<문제>
A non-empty array A consisting of N integers is given.
A permutation is a sequence containing each element from 1 to N once, and only once.
For example, array A such that:
A[0] = 4 A[1] = 1 A[2] = 3 A[3] = 2
is a permutation, but array A such that:
A[0] = 4 A[1] = 1 A[2] = 3
is not a permutation, because value 2 is missing.
The goal is to check whether array A is a permutation.
Write a function:
class Solution { public int solution(int[] A); }
that, given an array A, returns 1 if array A is a permutation and 0 if it is not.

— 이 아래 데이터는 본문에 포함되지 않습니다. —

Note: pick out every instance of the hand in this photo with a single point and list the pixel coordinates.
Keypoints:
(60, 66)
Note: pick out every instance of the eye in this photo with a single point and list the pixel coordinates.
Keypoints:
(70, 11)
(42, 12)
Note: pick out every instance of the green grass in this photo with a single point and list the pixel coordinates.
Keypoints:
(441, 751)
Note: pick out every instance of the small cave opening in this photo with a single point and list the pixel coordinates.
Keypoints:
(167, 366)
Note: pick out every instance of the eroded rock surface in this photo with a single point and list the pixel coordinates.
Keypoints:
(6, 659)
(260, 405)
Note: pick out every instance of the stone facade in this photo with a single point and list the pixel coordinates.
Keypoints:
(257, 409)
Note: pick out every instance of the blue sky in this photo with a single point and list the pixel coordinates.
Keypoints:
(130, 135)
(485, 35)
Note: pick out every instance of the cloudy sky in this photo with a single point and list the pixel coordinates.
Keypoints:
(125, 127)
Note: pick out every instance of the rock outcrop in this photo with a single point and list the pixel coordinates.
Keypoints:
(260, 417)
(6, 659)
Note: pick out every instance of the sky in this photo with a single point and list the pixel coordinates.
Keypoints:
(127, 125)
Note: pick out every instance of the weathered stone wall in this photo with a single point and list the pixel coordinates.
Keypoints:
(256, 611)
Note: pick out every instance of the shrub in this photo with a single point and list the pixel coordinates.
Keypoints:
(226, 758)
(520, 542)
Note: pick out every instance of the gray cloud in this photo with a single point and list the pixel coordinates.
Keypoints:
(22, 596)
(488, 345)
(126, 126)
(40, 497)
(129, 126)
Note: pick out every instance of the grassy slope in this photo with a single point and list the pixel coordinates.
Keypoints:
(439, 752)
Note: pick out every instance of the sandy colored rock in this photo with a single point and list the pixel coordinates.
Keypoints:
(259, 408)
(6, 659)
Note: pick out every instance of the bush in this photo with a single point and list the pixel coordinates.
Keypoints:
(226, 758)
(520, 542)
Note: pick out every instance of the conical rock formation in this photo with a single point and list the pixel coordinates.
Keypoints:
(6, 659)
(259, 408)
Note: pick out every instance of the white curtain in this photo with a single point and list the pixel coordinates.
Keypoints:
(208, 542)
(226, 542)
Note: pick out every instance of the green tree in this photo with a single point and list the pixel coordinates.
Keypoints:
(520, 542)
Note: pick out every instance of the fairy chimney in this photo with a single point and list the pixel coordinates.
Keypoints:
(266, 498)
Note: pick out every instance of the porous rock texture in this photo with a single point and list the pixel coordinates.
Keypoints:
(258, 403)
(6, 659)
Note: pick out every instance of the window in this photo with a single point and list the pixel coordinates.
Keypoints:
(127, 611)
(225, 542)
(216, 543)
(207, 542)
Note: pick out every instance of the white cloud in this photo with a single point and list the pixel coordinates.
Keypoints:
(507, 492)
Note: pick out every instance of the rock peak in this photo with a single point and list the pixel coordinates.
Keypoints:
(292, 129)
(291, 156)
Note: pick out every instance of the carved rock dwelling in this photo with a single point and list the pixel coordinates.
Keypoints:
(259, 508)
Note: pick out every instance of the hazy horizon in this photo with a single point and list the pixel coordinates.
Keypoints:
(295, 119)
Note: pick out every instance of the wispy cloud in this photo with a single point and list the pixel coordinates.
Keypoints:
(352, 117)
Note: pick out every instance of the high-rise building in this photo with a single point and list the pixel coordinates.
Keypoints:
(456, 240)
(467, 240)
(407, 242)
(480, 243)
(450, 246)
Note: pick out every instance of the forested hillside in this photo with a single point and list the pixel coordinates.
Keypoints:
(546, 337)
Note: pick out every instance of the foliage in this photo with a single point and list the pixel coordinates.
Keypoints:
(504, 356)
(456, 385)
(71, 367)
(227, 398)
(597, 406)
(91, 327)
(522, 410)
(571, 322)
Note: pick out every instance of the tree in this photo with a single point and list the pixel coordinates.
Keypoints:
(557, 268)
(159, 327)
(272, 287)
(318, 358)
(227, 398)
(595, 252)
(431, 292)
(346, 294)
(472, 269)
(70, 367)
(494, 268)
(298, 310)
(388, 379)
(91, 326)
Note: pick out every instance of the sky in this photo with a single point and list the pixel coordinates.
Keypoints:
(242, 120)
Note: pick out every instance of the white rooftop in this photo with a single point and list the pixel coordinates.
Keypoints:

For example, given array A such that:
A[0] = 4 A[1] = 1 A[2] = 3 A[3] = 2
the function should return 1.
Given array A such that:
A[0] = 4 A[1] = 1 A[2] = 3
the function should return 0.
Write an efficient algorithm for the following assumptions:
- N is an integer within the range [1..100,000];
- each element of array A is an integer within the range [1..1,000,000,000]
<성능>
Detected time complexity:O(N) or O(N * log(N))
<답>
public int Solution(int[] A)
{
var list = A.ToList();
list.Sort();
for (var i = 0; i < list.Count; ++i)
{
if (list[0] == 1)
{
if (i != list.Count - 1)
{
if ((list[i + 1] - list[i] > 1) || (list[i + 1] - list[i] == 0))
return 0;
}
}
else
return 0;
}
return 1;
}
<풀이>
- 리스트를 정렬한 다음에, 리스트의 인덱스끼리 비교하였다.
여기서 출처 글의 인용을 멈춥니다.